No mundo das atas do Copom, as novidades vêm a passos de cágado. Faz parte do "manual" dos bancos centrais ser cauteloso e vago em sua comunicação com o mercado, até porque ser muito preciso sobre como vê a situação econômica pode ter impacto direto em sua credibilidade - na medida em que o que comunica não é referendado pela realidade. Feita a ressalva, foi com interesse e curiosidade que recebi a ata da 187ª reunião do Comitê de Política Monetária. Nela há muitas coisas "novas", que indicam com bastante clareza qual é o "plano de voo" daqui para frente - sempre ressaltando que intenções são uma coisa, realidade imposta é outra. Se tudo for conforme pensa o comitê, o banco central aumentará a taxa Selic para 12,25%~12,5%, em duas ou três doses de 25 pontos-base. É o que significa a combinação de palavras "especialmente vigilante", "parcimônia", "efeitos cumulativos e defasados da política monetária", "intensificar, nesse momento", "pode e deve conter os efeitos de segunda ordem deles decorrentes", temperada pela esperança do Comitê [e de Tombini, em particular] em Levy. Santo Levy?
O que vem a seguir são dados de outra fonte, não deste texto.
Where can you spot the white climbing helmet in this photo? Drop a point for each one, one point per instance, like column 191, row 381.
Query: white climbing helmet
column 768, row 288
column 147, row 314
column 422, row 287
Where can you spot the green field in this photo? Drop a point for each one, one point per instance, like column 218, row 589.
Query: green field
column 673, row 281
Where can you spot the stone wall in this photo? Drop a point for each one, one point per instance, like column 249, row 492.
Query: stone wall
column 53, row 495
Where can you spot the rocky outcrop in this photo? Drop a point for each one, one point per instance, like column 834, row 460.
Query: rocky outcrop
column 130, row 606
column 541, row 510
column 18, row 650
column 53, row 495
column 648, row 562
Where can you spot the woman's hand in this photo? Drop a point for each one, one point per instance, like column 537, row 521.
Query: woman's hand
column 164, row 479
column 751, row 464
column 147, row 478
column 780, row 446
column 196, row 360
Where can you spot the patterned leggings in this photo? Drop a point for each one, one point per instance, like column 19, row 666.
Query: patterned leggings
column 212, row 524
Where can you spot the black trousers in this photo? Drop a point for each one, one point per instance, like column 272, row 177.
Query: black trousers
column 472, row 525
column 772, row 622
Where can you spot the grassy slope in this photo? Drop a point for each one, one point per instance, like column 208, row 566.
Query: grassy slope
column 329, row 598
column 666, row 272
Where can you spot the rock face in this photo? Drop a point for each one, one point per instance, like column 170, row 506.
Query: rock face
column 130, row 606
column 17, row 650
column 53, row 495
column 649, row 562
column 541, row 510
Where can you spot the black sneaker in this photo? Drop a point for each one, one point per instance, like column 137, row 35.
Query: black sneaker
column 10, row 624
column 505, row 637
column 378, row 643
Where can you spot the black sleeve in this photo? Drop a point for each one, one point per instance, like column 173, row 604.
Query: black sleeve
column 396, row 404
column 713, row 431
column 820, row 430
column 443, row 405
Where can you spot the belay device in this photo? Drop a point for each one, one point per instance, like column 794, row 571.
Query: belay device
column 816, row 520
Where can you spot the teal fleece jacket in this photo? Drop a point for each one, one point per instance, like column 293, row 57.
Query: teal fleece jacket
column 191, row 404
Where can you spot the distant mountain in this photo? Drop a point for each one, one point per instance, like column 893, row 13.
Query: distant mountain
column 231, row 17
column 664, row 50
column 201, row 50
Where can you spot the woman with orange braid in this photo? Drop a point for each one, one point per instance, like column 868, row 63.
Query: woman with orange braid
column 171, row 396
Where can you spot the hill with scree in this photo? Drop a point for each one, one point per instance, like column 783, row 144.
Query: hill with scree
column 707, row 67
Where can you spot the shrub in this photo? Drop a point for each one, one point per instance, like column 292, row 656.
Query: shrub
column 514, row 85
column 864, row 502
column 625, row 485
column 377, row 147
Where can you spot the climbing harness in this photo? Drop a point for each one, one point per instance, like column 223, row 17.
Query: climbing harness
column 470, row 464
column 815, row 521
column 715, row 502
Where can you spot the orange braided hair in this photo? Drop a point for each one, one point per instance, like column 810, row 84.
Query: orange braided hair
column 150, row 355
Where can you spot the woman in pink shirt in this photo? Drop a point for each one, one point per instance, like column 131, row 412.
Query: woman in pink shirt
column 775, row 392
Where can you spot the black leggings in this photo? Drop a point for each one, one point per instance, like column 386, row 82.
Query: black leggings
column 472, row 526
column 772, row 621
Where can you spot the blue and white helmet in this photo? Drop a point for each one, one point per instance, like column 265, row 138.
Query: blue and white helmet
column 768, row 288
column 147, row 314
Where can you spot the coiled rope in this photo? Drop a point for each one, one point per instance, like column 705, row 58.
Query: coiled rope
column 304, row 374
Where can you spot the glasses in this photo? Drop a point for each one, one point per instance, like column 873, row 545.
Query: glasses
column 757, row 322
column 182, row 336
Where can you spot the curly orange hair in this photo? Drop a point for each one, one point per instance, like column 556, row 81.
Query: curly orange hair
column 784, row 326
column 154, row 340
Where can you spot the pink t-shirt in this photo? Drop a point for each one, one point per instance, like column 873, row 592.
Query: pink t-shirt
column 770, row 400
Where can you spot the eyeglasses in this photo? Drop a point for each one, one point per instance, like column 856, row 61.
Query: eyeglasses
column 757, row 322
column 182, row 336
Não. Joaquim Levy é, dos economistas brasileiros, provavelmente, o mais capacitado para o momento desafiador das finanças públicas. Mas daí a elevá-lo à categoria de santo já vai distância. Posto isso, será que deveria o Banco Central expressar tamanha crença nas palavras do futuro ministro da fazenda? Prudência e canja de galinha não fazem mal a ninguém: muito menos a um banco central que precisa [desesperadamente, eu diria] recuperar credibilidade junto aos agentes econômicos. Por isso, as seguintes expressões da ata do Copom merecem ser esmiuçadas a contento:
"O Copom observa que o cenário central para a inflação leva em conta a materialização das trajetórias com as quais trabalha para as variáveis fiscais. Não obstante identificar evidências de estímulos fiscais na composição da demanda agregada este ano, na visão do Comitê, no horizonte relevante para a política monetária, o balanço do setor público tende a se deslocar para a zona de neutralidade, além disso, pondera que não se pode descartar migração para a zona de contenção fiscal".
A parte em negrito reflete o anúncio feito por Levy sobre o superávit primário de 1,2% do PIB a ser perseguido em 2015. Diante dos desafios políticos e econômicos [aumento de impostos e contenção de despesas] que cercam esse anúncio, a prudência recomenda cautela por parte do banco central. Quando não, ceticismo. Isso faria um bem maior às expectativas de inflação do que o simples referendo às palavras de Levy. Algo que fica ainda mais claro na próxima passagem.
"Em outra dimensão, o Comitê considera oportunas iniciativas no sentido de moderar concessões de subsídios por intermédio de operações de crédito; além disso, atribui elevada probabilidade a que ações nesse sentido sejam implementadas no horizonte relevante para a política monetária".
A moderação dos subsídios, contidos nos repasses do Tesouro ao BNDES, principalmente, é algo repetidamente solicitado pelo comitê nos últimos anos. E, claro, algo que deve ser feito com a maior urgência possível. A questão é que a atribuição de "elevada probabilidade" a esse tipo de atitude, feita pelo comitê, ocorre de forma quase simultânea ao novíssimo repasse de mais de R$ 30 bilhões ao BNDES. Como o inferno está cheio de bem intencionados, novamente, prudência era algo mais adequado, nesse momento. Isso faria um bem maior às expectativas de inflação, que para os próximos 48 meses encontra-se em 5,75% a.a. Nunca é demais lembrar que a meta é de 4,5%. Ou seja, a crença de Tombini [e do comitê] em Levy é contraproducente para conter esse desvio de 1,25 ponto percentual. Age de forma a aumentar [e não diminuir] o desvio, o que, por si só, retroalimenta a inflação efetiva.
Ao que parece, portanto, a parcimônia do comitê nos próximos aumentos, em doses de 25 pontos-base e em mais dois ou três encontros, apenas, está embasada na esperança de que a política fiscal ajudará. Faz sentido? Sim, o mercado deu seu voto de confiança a Levy, mas daí esperar menos inflação por conta disso, já é pedir um pouco demais. O banco central, desse modo, deveria "confiar, desconfiando", o que significa evitar dizer o que disse sobre o anúncio de Levy em sua ata. A esperença de Tombini [e do comitê] poderia[m] ter ficado apenas em suas próprias preces...
(*) Para uma leitura introdutória sobre o "aperto de mão secreto" que orienta a comunicação do banco central com o público recomendo Which kind of transparency? On the need for Clarity in monetary policy-making, working paper nº 26 do ECB, agosto de 2000.